A quelle parole Mana si alzò e si tolse il proprio giubbotto:
«Prendi il mio.» mi offrì.
«Ma… poi tu…» sussurrai, facendo un passo indietro.
«Nessun problema!» ripeté le mie stesse parole, porgendomelo con più insistenza.
«Lo usiamo come coperta, così ci stiamo tutti e due?» proposi, prendendo dell’altro pane e sedendomi contro la parete del vagone.
Mana sembrò pensarci, mentre lanciavo il capotto fradicio su dei sacchi di farina, ma alla fine accettò:
«Va bene.» borbottò, cedendo alla mia proposta e venendo a sedersi con me, coprendo entrambi.
«Grazie, fratello…» sussurrai, continuando a mangiare ciò che la provvidenza ci aveva fatto trovare lungo la nostra strada, ma non udii risposta e mi girai verso Mana, che si era addormentato ancora con il boccone di pane in bocca. Sorrisi e gli pulii il muso, accoccolandomi vicino a lui.
«Buonanotte, allora…» sussurrai, dandogli un bacio sulla guancia barbuta, continuando a sbocconcellare lo sfilatino, mentre il terno merci partiva per la sua misteriosa meta.

[ Continua... ]
XShade-Shinra




-Note:
1 L’Akuma fa un gioco di parole tra “of course” (naturalmente) e “curse” (maledizione, anatema, ma anche bestemmia e scomunica). Visto che la storia è ambientata in Gran Bretagna mi sono presa la libertà di proporre quindi una frase in inglese, poiché è la lingua da loro parlata.
2 In riferimento a quanto si vede nella Night 25 per mano di Road.
3 Ottimo articolo sul diapason: http://www.phys.uniroma1.it/DipWeb/museo/acu003.htm.
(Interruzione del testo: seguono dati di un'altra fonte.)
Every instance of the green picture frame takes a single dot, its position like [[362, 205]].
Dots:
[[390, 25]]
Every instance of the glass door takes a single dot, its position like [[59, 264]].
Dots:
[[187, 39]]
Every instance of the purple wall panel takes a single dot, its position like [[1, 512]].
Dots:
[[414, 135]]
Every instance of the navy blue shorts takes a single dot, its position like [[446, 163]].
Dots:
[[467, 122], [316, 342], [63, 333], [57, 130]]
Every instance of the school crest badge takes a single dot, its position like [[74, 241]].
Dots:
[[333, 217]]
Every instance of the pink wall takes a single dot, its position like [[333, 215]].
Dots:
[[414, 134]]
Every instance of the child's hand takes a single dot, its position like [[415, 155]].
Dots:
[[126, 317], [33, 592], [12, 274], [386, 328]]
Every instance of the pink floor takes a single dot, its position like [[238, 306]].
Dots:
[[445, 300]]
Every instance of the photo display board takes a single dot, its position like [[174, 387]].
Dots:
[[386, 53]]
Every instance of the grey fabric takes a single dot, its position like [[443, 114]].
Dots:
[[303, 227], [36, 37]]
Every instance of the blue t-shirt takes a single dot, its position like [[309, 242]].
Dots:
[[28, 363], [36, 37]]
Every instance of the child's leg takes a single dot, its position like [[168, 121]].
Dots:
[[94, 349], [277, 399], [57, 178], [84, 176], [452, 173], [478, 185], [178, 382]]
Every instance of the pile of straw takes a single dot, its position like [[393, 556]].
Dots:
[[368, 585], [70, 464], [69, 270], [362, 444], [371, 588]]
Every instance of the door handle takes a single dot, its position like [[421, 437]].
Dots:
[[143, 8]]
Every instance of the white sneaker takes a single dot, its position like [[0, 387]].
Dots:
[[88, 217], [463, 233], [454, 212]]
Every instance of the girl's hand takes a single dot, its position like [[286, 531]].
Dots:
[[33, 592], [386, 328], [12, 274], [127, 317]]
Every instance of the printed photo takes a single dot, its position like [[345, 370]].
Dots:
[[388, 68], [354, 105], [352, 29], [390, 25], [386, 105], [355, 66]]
Esso è uno strumento usato per generare una nota standard. Quando si pensa al diapason viene in mente subito il pianista sordo Ludwig van Beethoven, ecco l’associazione di idee che mi ha portato a dotare il Quattrdicesimo di una Dark Matter dotata della capacità di generare un diapason dal suo braccio e, di conseguenza, poter utilizzare le onde del rumore a suo piacimento. Inoltre ho scelto un arma “simile” all’Innocence di Allen perché l’Esorcista maledetto contiene in sé la Memory del Quattordicesimo e la sua Innocence – di tipo parassita – potrebbe essere legata essa stessa alla memoria del Noah.
4 Il diapason, in Italia, prende anche il nome di corista.